Destroyed

Destroyed (original title: Blasted ) is a play of Sarah Kane.

The topic of Anéantis is in connection with the appearance of an extremely tragic event, which is “the war”. This one will involve various experiments covering several subjects, like the life and death, the physical and mental disease, safety and the war, passion in love and brutal sexuality, the romanticism and the commonplace, and finally, the weakness and the will. It is the history of an impossible love and thus of a violence of couple; of a major alienation, which strikes the legionaries of the civil war as well as the population as they are likely to conquer. Dialogs and actions tangle up, are complementary and grow rich mutually to give to the unit a new depth of field.
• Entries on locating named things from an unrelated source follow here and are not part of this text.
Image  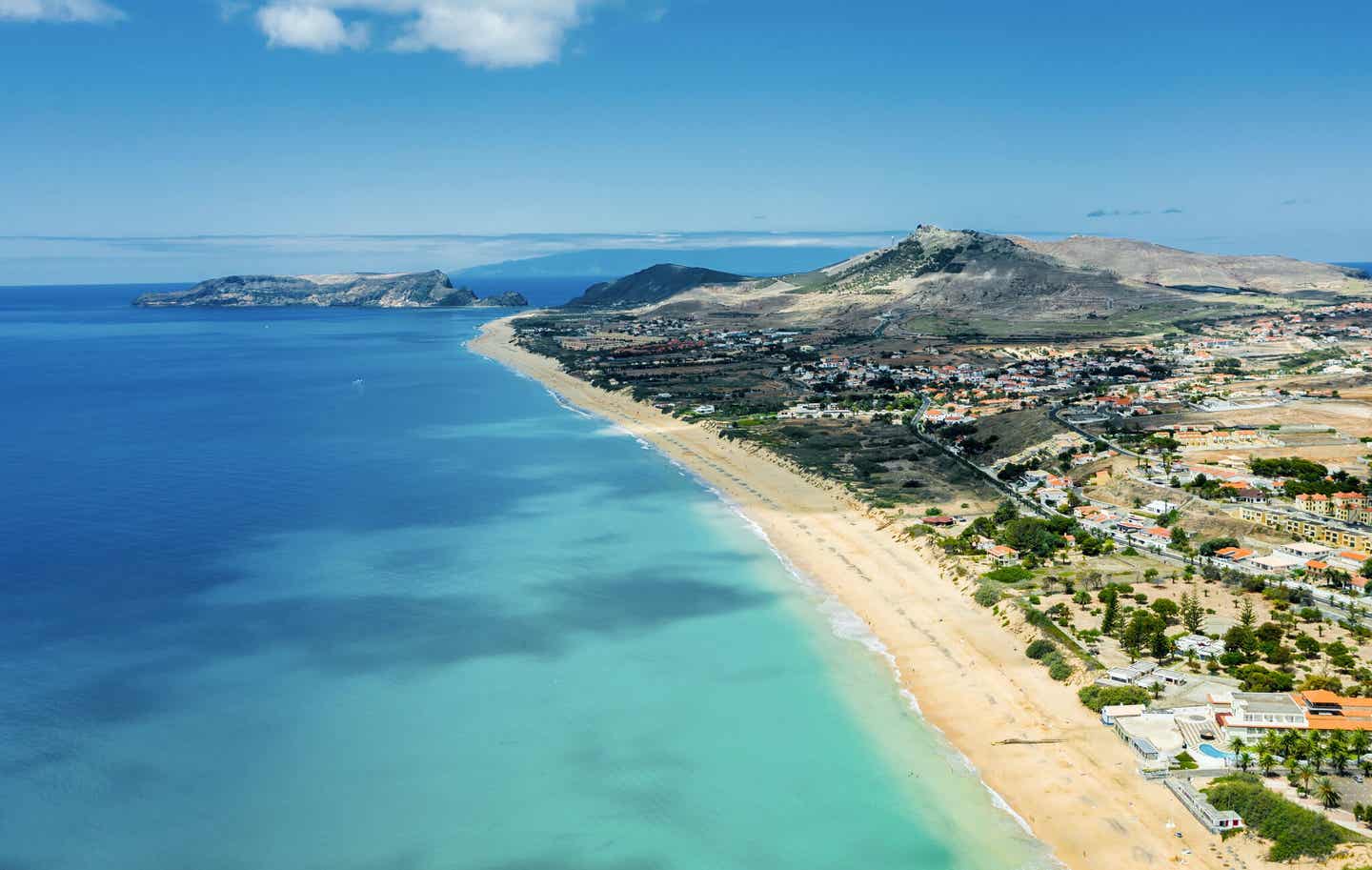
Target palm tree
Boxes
[1258,751,1278,777]
[1258,732,1278,755]
[1329,746,1349,777]
[1315,777,1343,810]
[1278,729,1301,770]
[1291,764,1315,795]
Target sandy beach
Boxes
[471,318,1339,870]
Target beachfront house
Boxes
[986,543,1019,565]
[1176,634,1223,658]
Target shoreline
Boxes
[468,317,1290,870]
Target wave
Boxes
[529,370,1063,870]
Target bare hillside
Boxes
[1013,236,1372,295]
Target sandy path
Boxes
[472,321,1288,870]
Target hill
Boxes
[133,271,528,308]
[453,244,863,280]
[1013,236,1368,297]
[554,225,1372,337]
[564,263,748,309]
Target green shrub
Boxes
[972,583,1000,607]
[1077,686,1153,712]
[981,565,1033,583]
[1204,774,1354,861]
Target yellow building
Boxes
[1239,505,1372,550]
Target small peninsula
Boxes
[133,269,528,309]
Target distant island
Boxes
[133,269,528,309]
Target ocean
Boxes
[0,280,1051,870]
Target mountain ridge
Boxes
[133,269,528,308]
[540,225,1372,334]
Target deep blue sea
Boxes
[0,280,1047,870]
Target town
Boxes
[510,302,1372,848]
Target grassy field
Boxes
[732,420,999,516]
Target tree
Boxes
[1172,526,1191,553]
[1148,627,1172,656]
[1258,752,1278,777]
[1148,598,1181,626]
[1315,777,1343,810]
[991,498,1019,526]
[1181,592,1204,634]
[1291,764,1315,796]
[1100,589,1120,634]
[1106,604,1162,660]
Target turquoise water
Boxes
[0,288,1047,870]
[1197,744,1238,761]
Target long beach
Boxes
[471,318,1311,870]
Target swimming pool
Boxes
[1197,744,1235,761]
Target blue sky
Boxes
[0,0,1372,284]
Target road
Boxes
[914,393,1372,624]
[1048,405,1143,459]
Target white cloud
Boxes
[256,3,368,51]
[0,0,126,23]
[252,0,596,69]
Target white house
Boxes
[1176,634,1223,658]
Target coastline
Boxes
[469,317,1273,870]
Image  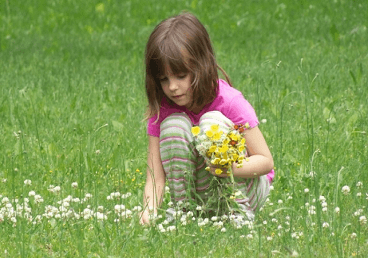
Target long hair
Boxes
[145,13,231,119]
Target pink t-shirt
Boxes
[147,80,274,181]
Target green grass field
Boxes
[0,0,368,257]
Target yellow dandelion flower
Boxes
[211,125,219,133]
[220,159,227,166]
[211,158,220,165]
[208,145,217,152]
[212,131,222,141]
[215,168,222,175]
[229,133,238,141]
[219,145,229,153]
[192,126,201,136]
[206,130,213,138]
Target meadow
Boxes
[0,0,368,257]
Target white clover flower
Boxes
[95,211,107,221]
[28,191,36,196]
[359,216,367,225]
[341,185,350,195]
[114,204,125,213]
[167,226,176,231]
[133,206,142,212]
[10,217,17,223]
[318,195,326,203]
[54,185,61,193]
[121,210,132,218]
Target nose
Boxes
[169,79,178,91]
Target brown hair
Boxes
[145,13,231,118]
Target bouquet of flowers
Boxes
[192,123,249,176]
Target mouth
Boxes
[173,94,184,99]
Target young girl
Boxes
[141,13,274,223]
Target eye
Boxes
[158,77,167,82]
[176,73,188,80]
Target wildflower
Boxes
[28,191,36,196]
[341,185,350,195]
[359,216,367,225]
[322,222,330,228]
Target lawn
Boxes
[0,0,368,257]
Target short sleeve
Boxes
[147,115,160,137]
[226,94,259,128]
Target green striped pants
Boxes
[160,111,270,218]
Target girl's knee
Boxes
[160,113,192,141]
[199,111,233,132]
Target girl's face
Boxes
[159,71,193,108]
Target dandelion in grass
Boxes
[192,124,249,175]
[341,185,350,195]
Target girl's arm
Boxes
[233,126,273,178]
[211,126,273,178]
[141,135,166,224]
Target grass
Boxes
[0,0,368,257]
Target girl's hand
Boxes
[139,210,149,225]
[210,165,228,177]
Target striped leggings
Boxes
[160,111,270,218]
The characters are three. There are a man, often undressed, being called Ian, in love with a woman prénommant Cate, and a soldier, vêtu of a lattice and holding a machine-gun in its hands, symbolizing the war. The part is presented in two halves. First half exposes the daily dead loss, which is also that of the company. Second half indicates the reality of the posthumous company, before purification. It also indicates the ordinary ontological tragedy.

The history is the following one: all starts most naturally possible in an impersonal place. Ian and Cate are in the room of a large hotel being located in a metropolis. Both have a mental disease and are unhappy. Cate is, moreover, epileptic. This improbable couple seeks an exit with its passion, by the sex, violence, and beyond death. Whereas Cate is absent, a second man appears. It is about a soldier, incarnating the war. This one violates Ian and eats the eyes to him. The violence of outside emerges then. A bomb explodes exhausting, breaking the place. This unexpected event involves the characters and the part in a chaotic depression. In spite of the events, Ian manages nevertheless to kill the soldier. Cate re-appears then with a baby who dies of hunger. Stripped of all, Ian devours the corpse of the baby. After a few days of anguish, he dies, only.

Elements of the decoration:

In the first part, one discovers a vast hotel room, with a great bed located in the middle of the scene. The room is luminous; an yellow-orange color invades the part, which makes environment hot and pleasant. Two doors are at each end of the scene. That of left gives access the bathroom whom one does not see but that one imagines (one hears the noise of water who runs), and that of right-hand side corresponds to the main door of the room by where the characters come, and set out again then. A white mini-bar is near to the bed. The room is decorated in a simple and elegant way. In the second part, one finds the room of luxury completely devastated. The decoration was destroyed in order to reveal a believed plate. Branches of tree, sheets, dust and remains entirely recover the ground, and thus represent the metaphysical violence of the explosion. The bed is completely turned over. The light gave place to the darkness. Environment is radically opposite here. The atmosphere is rather dark and morose. To the back of the scene, the rain falls abundantly. It accentuates the lugubrious side of the history.